The club's members approved another hike at their December meeting despite the emergence of Omicron, which caused prices to fall as markets fretted over its potential impact on the global economy.

The decision to go ahead with the boost in output earned the thanks of the White House, nervous of the effect of rising prices at American petrol stations, but it did not prevent crude prices from recovering considerably from their previous slump.

The price of Brent, Europe's benchmark oil contract, hit $79.76 at 1325 GMT on Tuesday - 15 percent higher than before the group's December 2 meeting.

OPEC analysts told the group on Monday that Omicron would have a moderate impact on demand and the rise in price is expected to continue in 2022.

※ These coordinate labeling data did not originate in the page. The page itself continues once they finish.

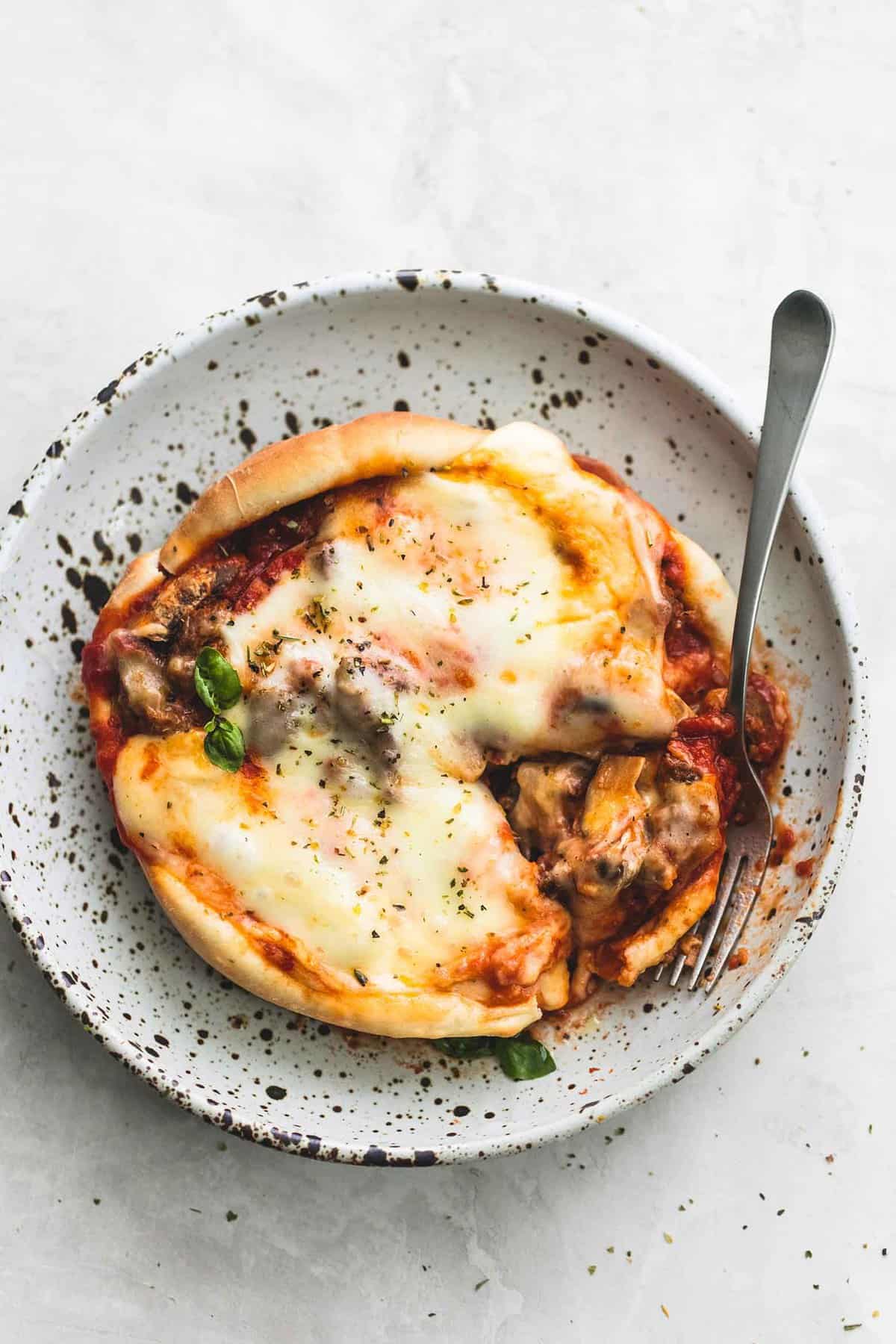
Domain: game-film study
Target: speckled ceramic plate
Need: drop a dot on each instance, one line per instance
(481, 349)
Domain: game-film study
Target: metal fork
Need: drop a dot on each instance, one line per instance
(802, 335)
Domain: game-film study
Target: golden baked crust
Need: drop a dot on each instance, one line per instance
(491, 530)
(297, 468)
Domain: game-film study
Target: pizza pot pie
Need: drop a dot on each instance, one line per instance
(420, 729)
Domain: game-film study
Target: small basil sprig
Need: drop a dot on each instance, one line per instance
(215, 680)
(521, 1057)
(218, 687)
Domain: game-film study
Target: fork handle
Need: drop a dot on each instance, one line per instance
(802, 335)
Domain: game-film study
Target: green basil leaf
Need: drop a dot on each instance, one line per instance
(225, 746)
(467, 1048)
(523, 1058)
(215, 680)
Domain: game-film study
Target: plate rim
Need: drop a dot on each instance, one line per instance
(709, 385)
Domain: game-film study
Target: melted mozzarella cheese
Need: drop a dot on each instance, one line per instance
(435, 621)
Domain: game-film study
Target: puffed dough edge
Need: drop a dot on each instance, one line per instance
(299, 468)
(418, 1014)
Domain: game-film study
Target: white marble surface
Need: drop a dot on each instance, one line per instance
(688, 163)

While the new Covid variant is spreading like wildfire around the world, it appears to be far less severe than initially feared, raising hopes that the pandemic could be overcome and life return to a little more normality.

In remarks on Monday, OPEC Secretary-General Mohammed Barkindo emphasised the need to "remain highly nimble and adaptable to the constantly changing situation".

He said the group's "flexible approach helped provide an added sense of stability, reassurance and continuity to the market and investors".

OPEC on Monday named Kuwaiti oil executive Haitham al-Ghais to succeed Barkindo on August 1.

Al-Ghais, who was Kuwait's OPEC governor from 2017 to June 2021, is a deputy managing director of the Kuwait Petroleum Corporation (KPC).